Evidencing ensures that the decision-making process is based on facts and originally stands for the need to quantify intangible values. We tried to provide as much evidence as possible that guarantees feasibility and viability in the decisions that we framed.
Observation sessions with growers
A good example of how this principle brought value to GROWx was through the initial concepts that we created. These concepts revolved around the idea of how growers, robots and plants would interact in the future. They were not final designs, of course, but they were very useful during our early conversations with the growers. We discussed the grower’s future role and the scenarios that we came up with uncovered the most important needs for the automated system. Some of the future scenarios included questions like ‘How can we visualize the plant’s health?’ and ‘How can we ensure process quality without physically being in the cells?’
We need to consider the explorative, adaptative, and experimental aspects of Service Design. That is why the last principle stands for integrating feedback loops into your process. In agile development, this is part of the Scrum team’s daily activities. Additionally, during the discovery phase, you also need to strive for including constant feedback from an early stage. That’s why, during the first six weeks of the discovery phase, we took three moments to iterate our thoughts:
- The early blueprints. We took a break in between two of the sessions to reflect upon some of the future-state elements we described.
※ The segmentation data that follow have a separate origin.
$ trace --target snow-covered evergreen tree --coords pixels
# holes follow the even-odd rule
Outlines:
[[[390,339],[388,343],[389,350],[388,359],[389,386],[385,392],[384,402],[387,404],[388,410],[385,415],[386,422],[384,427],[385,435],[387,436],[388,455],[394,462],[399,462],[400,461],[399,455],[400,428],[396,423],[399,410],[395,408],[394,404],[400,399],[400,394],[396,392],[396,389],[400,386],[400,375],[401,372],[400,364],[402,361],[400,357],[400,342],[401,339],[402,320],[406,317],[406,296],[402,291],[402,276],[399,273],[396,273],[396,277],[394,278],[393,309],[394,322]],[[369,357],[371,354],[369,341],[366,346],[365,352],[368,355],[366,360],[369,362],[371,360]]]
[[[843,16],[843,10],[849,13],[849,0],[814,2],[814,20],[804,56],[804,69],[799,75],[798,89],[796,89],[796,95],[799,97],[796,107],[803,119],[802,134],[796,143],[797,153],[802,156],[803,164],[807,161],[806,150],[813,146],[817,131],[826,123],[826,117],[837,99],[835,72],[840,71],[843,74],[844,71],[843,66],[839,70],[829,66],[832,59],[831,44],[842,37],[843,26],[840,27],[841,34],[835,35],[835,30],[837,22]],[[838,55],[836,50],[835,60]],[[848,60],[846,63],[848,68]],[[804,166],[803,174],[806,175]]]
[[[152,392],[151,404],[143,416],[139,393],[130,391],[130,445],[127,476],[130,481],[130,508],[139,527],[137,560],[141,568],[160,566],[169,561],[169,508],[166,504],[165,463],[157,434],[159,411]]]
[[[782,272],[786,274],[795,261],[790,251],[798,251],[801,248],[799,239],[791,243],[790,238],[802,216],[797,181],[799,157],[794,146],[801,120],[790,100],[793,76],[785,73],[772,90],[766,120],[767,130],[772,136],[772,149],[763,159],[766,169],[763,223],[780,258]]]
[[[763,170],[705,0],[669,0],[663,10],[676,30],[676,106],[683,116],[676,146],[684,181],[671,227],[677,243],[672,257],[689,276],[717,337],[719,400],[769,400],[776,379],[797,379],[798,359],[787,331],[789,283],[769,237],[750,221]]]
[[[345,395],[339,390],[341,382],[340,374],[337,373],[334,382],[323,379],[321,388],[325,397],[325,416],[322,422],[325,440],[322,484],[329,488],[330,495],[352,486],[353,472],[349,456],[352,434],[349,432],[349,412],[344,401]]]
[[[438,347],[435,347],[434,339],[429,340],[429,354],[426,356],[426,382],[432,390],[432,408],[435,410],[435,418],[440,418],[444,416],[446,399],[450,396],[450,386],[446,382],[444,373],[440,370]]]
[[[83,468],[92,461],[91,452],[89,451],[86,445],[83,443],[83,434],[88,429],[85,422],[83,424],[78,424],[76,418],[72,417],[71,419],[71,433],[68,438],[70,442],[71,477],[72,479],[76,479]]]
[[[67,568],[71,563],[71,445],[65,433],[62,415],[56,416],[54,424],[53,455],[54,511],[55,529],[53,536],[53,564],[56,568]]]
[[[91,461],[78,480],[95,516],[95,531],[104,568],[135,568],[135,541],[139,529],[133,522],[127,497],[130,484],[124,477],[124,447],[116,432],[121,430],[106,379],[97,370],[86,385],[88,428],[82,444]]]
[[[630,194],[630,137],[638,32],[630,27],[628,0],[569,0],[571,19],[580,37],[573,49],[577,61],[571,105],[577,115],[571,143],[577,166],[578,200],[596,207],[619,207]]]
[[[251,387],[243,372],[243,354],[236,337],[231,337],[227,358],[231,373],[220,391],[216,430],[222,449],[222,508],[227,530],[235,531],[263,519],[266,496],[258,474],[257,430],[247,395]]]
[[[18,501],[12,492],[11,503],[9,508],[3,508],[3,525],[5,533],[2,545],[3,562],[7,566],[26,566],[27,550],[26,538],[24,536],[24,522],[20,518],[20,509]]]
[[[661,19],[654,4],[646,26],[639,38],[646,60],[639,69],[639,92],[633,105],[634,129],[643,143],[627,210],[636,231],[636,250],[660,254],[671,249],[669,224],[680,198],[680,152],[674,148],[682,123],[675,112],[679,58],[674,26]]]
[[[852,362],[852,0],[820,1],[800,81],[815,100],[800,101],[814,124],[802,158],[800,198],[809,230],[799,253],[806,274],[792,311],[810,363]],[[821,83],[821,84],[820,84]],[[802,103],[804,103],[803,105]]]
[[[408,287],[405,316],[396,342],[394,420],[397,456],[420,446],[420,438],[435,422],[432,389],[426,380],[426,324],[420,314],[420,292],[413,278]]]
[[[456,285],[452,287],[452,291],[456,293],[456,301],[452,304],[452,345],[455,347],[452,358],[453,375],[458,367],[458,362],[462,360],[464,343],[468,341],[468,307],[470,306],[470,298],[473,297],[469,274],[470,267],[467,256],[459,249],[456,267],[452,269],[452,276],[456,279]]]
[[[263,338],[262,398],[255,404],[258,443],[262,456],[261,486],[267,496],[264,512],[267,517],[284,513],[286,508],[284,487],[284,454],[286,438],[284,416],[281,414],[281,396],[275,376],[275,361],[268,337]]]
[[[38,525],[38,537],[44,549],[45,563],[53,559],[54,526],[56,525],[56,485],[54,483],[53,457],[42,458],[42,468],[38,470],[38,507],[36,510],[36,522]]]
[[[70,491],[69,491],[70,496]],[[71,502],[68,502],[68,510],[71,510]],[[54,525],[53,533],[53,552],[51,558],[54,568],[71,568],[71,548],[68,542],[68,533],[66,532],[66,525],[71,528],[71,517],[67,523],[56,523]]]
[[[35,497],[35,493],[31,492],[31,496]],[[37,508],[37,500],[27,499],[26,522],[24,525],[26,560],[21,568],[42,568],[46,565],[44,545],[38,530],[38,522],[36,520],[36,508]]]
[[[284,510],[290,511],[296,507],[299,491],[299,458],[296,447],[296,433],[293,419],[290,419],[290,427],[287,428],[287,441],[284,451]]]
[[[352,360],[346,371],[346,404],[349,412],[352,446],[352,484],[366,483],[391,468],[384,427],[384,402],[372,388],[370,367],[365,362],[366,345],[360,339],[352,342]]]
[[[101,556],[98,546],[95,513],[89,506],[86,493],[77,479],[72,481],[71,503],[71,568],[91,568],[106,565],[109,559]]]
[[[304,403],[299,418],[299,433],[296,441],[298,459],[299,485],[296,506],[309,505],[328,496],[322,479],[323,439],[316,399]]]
- Defining challenges and prioritizing. After mapping out the future state of GROWx’ processes, we presented a first prioritization, based on our early findings. Then, we iterated it with the main stakeholders, which helped us align everyone’s expectations.
- The first wireframes for the Plant Manager System were far from optimal in terms of product design. However, having something tangible helped us test the value and the importance of some elements versus others. This was crucial in the definition of a first MVP.
In conclusion, when framing a Service Design approach, it doesn’t really matter whether you choose a specific method or toolkit over others. What really matters is the mindset behind it and how it can help you solve complex innovation challenges. The key ingredients of FaaS are having the adaptability and nutritional precision to, for example, meet the needs of large supermarkets with fluctuating demands. By designing the system around the plant and its needs, we enabled a scope that allowed data and operations to be centered around the conditions for a successful plant journey that was as adaptable and healthy as possible.